Friday, September 11, 2009
i was fifteen years old in september of 2001. for some reason, school had a late start that day. i was in my bedroom listening to a cd and getting ready to leave when my dad came downstairs. he told me that i needed to go upstairs right away, there was something i needed to see. at first i thought i was in trouble. until i walked upstairs and watched the news in my parents' bedroom.
i was shocked, and didn't really know how to react. as i watched the news the second tower was hit. a few minutes later i was walking out my front door on my way to school.

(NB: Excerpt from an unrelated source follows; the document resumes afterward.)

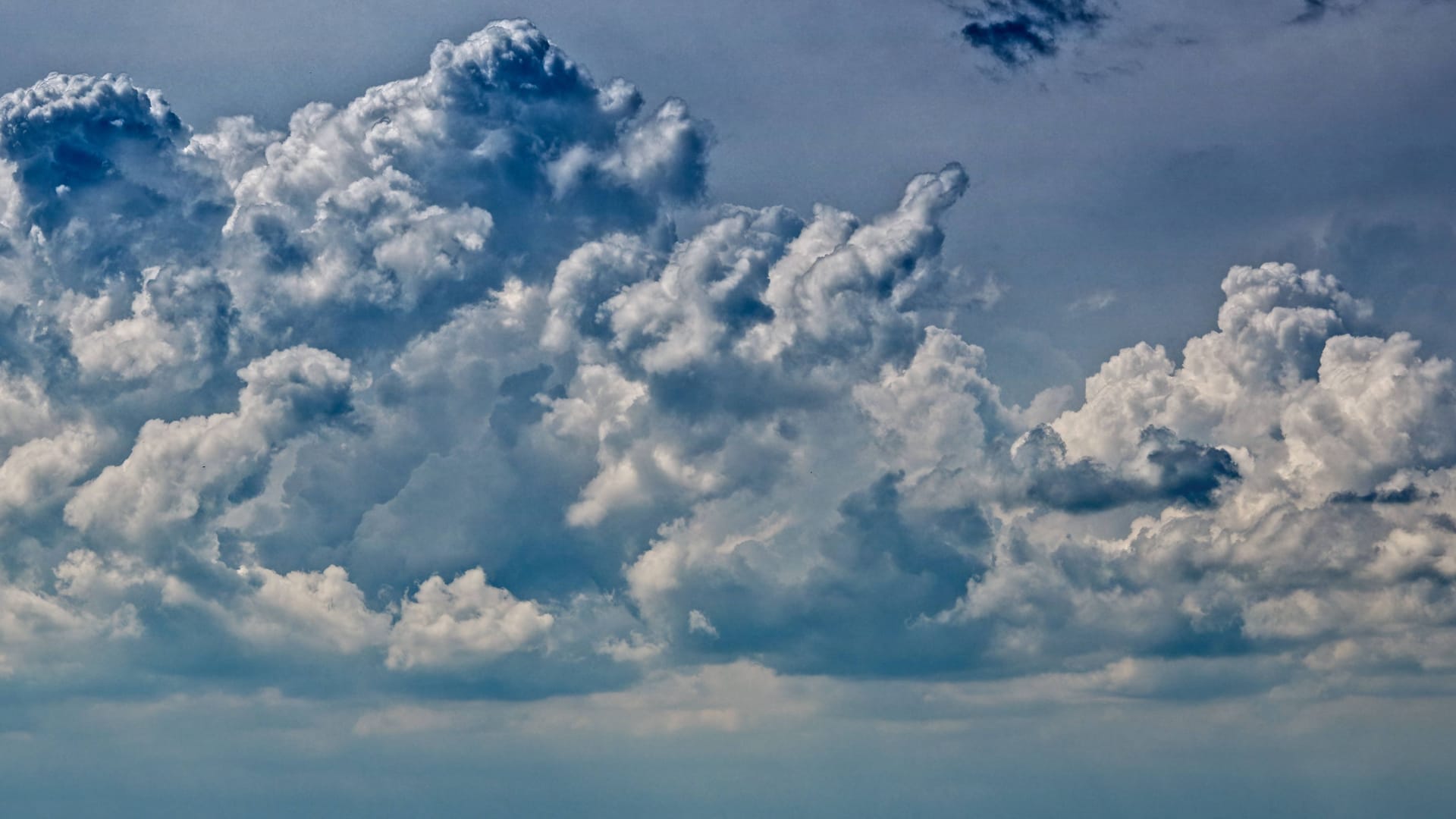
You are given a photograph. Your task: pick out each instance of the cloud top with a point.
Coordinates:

the whole day was spent watching the news. every class i went to the tv was on, we all sat watching the footage being played over and over again. i learned of the attack on the pentagon and also of flight 93. i was horrified. i was appalled. i was scared and unsure of what the future held for our country, for me, for my family. but i did not cry that day.
looking back it is blantantly obvious to me that i did not fully understand the implications of that day. as an adult i am much more affected by it. i've probably teared up at least five or six times already today.
i will never forget the nearly 3,000 people who lost their lives that day. i will never forget the courage of the first responders, who were running in to the towers as everyone else was running out. i will never forget the way our nation was united in the days following. i will never forget the sacrifices made. this picture was taken last year at a local healing field. (there are many across the country. look here to see where....if there is one near you i would definitely recommend going.) hubby and i go every year. along with the flags for every life lost on september 11 are flags for every soldier from our state who has lost their life since in the war on terror. every year i cry, i pray, and i thank god for my country and the opportunity i have to live here with my family.
last year i witnessed one of the most beautiful things i have seen in my life. there was a woman with a bouquet of flowers, kneeling at the base of a flag....crying and praying for her soldier. attached to the flag was a yellow ribbon and a card with the soldier's name, rank, area of service, and the date he died. i cannot even imagine what she must have been thinking and feeling. it is an image that will never leave my mind. her soldier gave the ultimate sacrifice for our country, for our way of life, for our safety and freedom.
from the national september 11 monument at ground zero:
"May the lives remembered, the deeds recognized, and the spirit reawakened be eternal beacons, which reaffirm respect for life, strengthen our resolve to preserve freedom, and inspire an end to hatred, ignorance and intolerance."
and may we all remember to be grateful for our lives, our families, our country, and all of the freedoms which we take for granted every day.
god bless america, and god bless our american heroes.